This lesson goes over how to create an HTML element and add it to our document. We do this by creating an element with document.createElement. Once we have the element created, we can use document.appendChild to add our element to our HTML.

We then go over how to connect our JavaScript to a button's onclick event.

Instructor: [00:00] Here we have an HTML page with a list of movies. To add a movie to this list, first we need to create the list element in our JavaScript, so const UncutGems=document.createElement(). createElement takes a string, and this string is the type of element that we're creating. In this case, we want to create a list item element.

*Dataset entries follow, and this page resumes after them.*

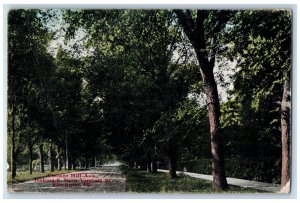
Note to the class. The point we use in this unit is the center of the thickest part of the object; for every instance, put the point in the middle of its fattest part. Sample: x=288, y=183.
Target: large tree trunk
x=13, y=144
x=195, y=31
x=41, y=158
x=213, y=107
x=149, y=162
x=59, y=166
x=172, y=158
x=154, y=164
x=51, y=162
x=285, y=128
x=67, y=157
x=30, y=157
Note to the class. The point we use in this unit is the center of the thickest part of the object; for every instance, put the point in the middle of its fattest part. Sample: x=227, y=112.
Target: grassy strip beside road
x=143, y=182
x=25, y=176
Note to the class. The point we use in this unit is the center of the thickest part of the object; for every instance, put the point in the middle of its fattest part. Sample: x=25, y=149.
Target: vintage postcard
x=187, y=101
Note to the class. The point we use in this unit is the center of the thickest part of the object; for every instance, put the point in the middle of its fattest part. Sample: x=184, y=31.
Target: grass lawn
x=25, y=176
x=144, y=182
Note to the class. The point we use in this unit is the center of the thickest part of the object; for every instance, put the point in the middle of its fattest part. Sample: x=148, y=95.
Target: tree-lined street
x=201, y=91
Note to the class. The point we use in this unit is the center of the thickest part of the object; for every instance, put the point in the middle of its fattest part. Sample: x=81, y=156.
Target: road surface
x=105, y=179
x=267, y=187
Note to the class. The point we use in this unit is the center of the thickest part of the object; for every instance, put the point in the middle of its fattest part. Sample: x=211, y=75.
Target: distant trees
x=132, y=85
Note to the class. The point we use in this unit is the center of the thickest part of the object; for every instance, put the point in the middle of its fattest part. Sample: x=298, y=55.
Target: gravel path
x=267, y=187
x=105, y=179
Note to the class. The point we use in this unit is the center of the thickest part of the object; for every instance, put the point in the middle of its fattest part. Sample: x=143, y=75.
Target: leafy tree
x=204, y=29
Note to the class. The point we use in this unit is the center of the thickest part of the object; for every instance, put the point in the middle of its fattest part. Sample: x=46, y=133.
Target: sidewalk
x=267, y=187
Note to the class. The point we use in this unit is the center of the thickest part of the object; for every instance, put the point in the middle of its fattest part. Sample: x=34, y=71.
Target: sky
x=224, y=69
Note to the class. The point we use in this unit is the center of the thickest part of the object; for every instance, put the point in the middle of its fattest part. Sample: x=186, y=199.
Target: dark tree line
x=135, y=92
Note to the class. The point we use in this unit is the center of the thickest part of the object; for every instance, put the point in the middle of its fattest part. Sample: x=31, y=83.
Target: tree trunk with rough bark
x=195, y=31
x=285, y=130
x=13, y=162
x=30, y=157
x=42, y=170
x=213, y=107
x=154, y=164
x=51, y=162
x=172, y=158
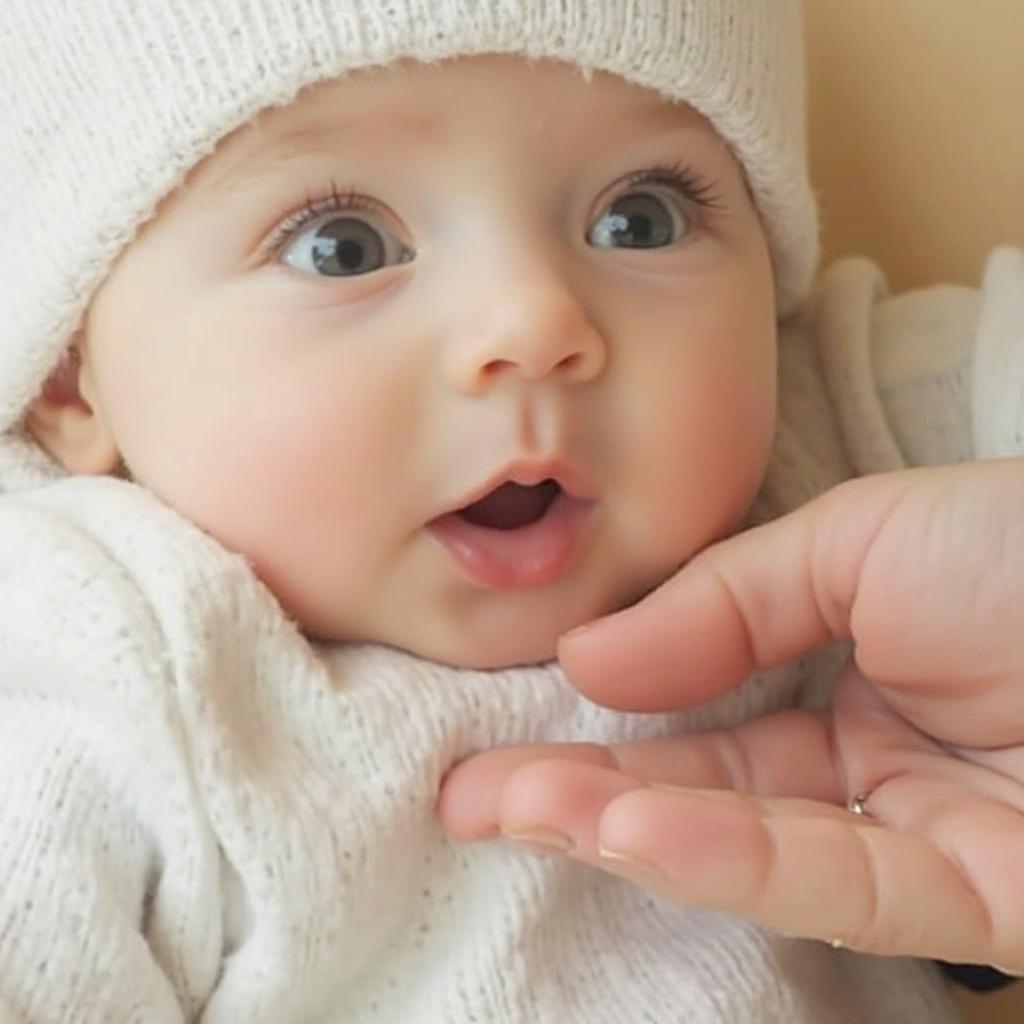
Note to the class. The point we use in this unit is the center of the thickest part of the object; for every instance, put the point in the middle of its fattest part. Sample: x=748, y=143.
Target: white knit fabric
x=110, y=102
x=205, y=817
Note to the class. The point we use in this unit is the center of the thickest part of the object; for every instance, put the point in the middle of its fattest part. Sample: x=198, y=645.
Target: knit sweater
x=204, y=816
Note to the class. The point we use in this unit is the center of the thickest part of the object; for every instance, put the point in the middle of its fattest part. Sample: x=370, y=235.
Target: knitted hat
x=109, y=103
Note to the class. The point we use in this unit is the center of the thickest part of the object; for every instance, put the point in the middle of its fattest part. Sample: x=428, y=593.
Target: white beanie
x=109, y=103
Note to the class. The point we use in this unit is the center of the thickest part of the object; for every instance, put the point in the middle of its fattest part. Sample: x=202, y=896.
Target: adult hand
x=924, y=569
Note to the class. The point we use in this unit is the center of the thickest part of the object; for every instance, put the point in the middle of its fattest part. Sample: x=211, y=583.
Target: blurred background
x=918, y=155
x=918, y=131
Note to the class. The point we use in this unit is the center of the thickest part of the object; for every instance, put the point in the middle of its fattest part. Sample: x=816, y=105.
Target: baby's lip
x=528, y=473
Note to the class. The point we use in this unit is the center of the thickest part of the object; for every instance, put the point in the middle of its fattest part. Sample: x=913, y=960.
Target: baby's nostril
x=512, y=506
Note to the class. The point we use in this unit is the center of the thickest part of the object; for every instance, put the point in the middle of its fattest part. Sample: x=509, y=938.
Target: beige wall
x=918, y=130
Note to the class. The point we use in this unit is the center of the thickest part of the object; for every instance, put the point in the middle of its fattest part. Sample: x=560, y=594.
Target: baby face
x=459, y=357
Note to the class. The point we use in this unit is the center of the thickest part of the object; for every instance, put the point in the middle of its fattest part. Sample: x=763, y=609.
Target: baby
x=348, y=350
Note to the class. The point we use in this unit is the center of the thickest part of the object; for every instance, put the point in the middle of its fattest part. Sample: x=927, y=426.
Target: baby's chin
x=506, y=642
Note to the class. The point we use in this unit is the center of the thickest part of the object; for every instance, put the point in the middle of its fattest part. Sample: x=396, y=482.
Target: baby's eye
x=651, y=217
x=344, y=247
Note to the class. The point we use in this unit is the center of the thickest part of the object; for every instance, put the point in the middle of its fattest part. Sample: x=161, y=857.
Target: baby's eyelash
x=334, y=202
x=685, y=180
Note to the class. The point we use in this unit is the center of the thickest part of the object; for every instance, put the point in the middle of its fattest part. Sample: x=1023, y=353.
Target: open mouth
x=512, y=506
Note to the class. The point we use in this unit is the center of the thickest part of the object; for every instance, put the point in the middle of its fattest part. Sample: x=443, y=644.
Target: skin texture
x=318, y=424
x=925, y=570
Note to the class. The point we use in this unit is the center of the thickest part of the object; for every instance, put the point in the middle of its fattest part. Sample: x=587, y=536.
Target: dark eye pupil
x=347, y=247
x=636, y=221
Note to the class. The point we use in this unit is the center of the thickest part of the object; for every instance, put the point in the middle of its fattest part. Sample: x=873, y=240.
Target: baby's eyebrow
x=262, y=153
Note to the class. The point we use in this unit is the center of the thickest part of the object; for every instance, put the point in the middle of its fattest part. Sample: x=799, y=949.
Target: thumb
x=752, y=601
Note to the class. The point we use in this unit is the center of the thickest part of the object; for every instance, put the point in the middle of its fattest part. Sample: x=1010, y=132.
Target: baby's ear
x=68, y=422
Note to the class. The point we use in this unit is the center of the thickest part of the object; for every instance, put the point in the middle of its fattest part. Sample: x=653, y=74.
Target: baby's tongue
x=512, y=506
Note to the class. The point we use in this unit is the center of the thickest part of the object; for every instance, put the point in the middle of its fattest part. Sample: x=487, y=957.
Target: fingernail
x=634, y=868
x=541, y=839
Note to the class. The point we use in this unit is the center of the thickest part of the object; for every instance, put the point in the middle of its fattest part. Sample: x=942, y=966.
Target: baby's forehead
x=413, y=103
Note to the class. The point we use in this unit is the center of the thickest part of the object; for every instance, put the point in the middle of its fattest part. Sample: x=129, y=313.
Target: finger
x=752, y=601
x=560, y=804
x=826, y=877
x=790, y=754
x=470, y=794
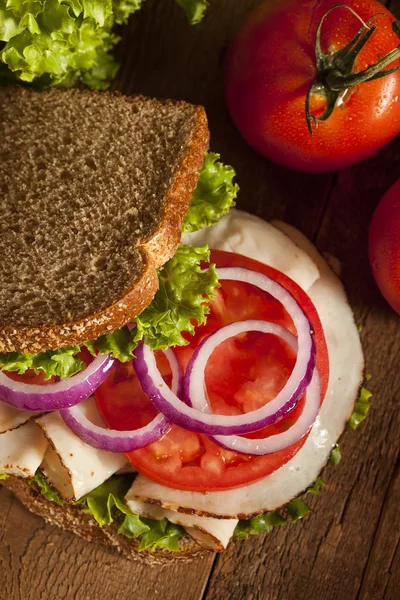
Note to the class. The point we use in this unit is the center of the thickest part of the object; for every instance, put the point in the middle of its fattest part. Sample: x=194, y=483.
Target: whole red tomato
x=384, y=246
x=271, y=67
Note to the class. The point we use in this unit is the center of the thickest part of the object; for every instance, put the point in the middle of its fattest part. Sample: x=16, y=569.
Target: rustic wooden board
x=348, y=548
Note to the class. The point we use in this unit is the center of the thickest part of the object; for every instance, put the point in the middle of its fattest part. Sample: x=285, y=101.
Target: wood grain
x=348, y=547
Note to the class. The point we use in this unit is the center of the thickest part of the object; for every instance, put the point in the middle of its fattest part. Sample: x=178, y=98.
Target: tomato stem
x=336, y=70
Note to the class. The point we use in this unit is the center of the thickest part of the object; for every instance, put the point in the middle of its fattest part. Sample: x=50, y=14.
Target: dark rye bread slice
x=71, y=518
x=94, y=188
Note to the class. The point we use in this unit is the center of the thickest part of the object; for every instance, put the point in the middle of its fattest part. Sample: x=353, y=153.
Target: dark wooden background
x=348, y=547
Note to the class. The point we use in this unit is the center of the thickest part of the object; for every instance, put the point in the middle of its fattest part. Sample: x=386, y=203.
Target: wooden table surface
x=348, y=547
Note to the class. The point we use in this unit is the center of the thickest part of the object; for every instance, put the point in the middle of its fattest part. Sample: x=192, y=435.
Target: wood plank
x=349, y=535
x=40, y=561
x=326, y=555
x=176, y=60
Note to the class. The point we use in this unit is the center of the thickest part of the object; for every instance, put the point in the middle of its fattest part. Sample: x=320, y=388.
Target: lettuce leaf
x=181, y=301
x=106, y=504
x=317, y=487
x=107, y=501
x=161, y=534
x=297, y=509
x=121, y=344
x=258, y=524
x=62, y=42
x=194, y=9
x=214, y=195
x=361, y=408
x=62, y=363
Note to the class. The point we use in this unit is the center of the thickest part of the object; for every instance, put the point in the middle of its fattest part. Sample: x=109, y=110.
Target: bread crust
x=154, y=251
x=71, y=518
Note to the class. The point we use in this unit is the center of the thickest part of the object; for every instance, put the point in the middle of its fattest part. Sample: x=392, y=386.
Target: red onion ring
x=278, y=442
x=192, y=418
x=59, y=395
x=275, y=443
x=112, y=440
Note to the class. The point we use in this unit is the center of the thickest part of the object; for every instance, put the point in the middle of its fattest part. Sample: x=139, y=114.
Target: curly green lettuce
x=194, y=9
x=62, y=42
x=181, y=302
x=106, y=505
x=54, y=363
x=214, y=195
x=361, y=408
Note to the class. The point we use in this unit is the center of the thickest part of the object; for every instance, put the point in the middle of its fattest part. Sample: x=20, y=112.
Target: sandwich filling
x=150, y=508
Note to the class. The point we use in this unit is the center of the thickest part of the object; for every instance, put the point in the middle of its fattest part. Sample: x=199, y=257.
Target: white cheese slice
x=22, y=450
x=346, y=373
x=249, y=235
x=211, y=533
x=73, y=467
x=11, y=418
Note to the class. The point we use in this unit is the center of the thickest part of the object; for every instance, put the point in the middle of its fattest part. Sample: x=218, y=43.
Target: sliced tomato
x=243, y=374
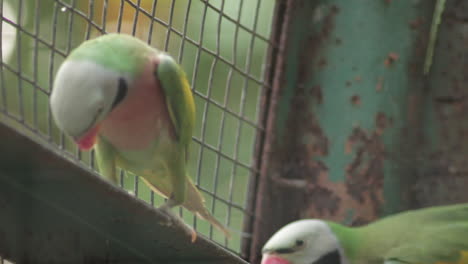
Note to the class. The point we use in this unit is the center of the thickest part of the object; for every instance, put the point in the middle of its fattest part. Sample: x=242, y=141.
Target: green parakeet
x=134, y=105
x=436, y=235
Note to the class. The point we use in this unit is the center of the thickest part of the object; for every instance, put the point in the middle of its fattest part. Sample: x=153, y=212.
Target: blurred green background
x=222, y=46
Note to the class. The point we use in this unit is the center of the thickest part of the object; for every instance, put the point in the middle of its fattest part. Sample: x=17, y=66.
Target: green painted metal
x=54, y=211
x=341, y=145
x=442, y=167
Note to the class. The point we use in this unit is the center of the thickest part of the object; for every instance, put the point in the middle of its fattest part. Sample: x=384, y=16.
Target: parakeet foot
x=172, y=219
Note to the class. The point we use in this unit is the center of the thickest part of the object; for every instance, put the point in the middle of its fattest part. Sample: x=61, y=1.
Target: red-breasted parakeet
x=436, y=235
x=134, y=105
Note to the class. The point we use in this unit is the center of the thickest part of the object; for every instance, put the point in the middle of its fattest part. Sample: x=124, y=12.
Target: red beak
x=87, y=141
x=272, y=259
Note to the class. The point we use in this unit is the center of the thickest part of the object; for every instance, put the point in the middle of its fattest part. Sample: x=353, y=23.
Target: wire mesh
x=222, y=46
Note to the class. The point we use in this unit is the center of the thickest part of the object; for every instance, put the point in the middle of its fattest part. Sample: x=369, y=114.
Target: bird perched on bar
x=436, y=235
x=134, y=105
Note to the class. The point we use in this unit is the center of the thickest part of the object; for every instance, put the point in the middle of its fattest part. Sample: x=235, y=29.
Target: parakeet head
x=303, y=242
x=94, y=80
x=84, y=93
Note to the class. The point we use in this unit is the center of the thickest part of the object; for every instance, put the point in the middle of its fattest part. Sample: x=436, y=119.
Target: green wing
x=179, y=98
x=439, y=235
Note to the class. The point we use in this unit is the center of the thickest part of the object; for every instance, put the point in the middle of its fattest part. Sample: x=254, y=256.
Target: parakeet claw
x=172, y=219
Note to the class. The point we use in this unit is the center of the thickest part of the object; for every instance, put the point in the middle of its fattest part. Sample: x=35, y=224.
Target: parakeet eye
x=299, y=243
x=121, y=92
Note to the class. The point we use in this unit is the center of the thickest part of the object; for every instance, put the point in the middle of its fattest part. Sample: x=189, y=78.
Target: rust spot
x=364, y=176
x=379, y=85
x=356, y=100
x=392, y=57
x=316, y=92
x=382, y=122
x=322, y=63
x=334, y=10
x=416, y=23
x=348, y=147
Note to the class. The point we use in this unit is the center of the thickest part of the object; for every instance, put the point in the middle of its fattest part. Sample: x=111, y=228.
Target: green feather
x=436, y=19
x=426, y=236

[00:32] Next, we need to set the text content to what we want. In this case, we want "Uncut Gems." Just because we have created this element in our JavaScript does not mean that it has been added to our HTML. The first thing we need to do is get a reference to this unordered list element. Now that we have a reference, we can call movies.appendChild(uncutGems).

[01:19] Let's hop over to our browser. Before we reload, we just have "Peanut Butter Falcon" and "Knives Out" because that's what was in our HTML. When we reload, the page is going to load, and our JavaScript is going to run, and it will add a third element called "Uncut Gems."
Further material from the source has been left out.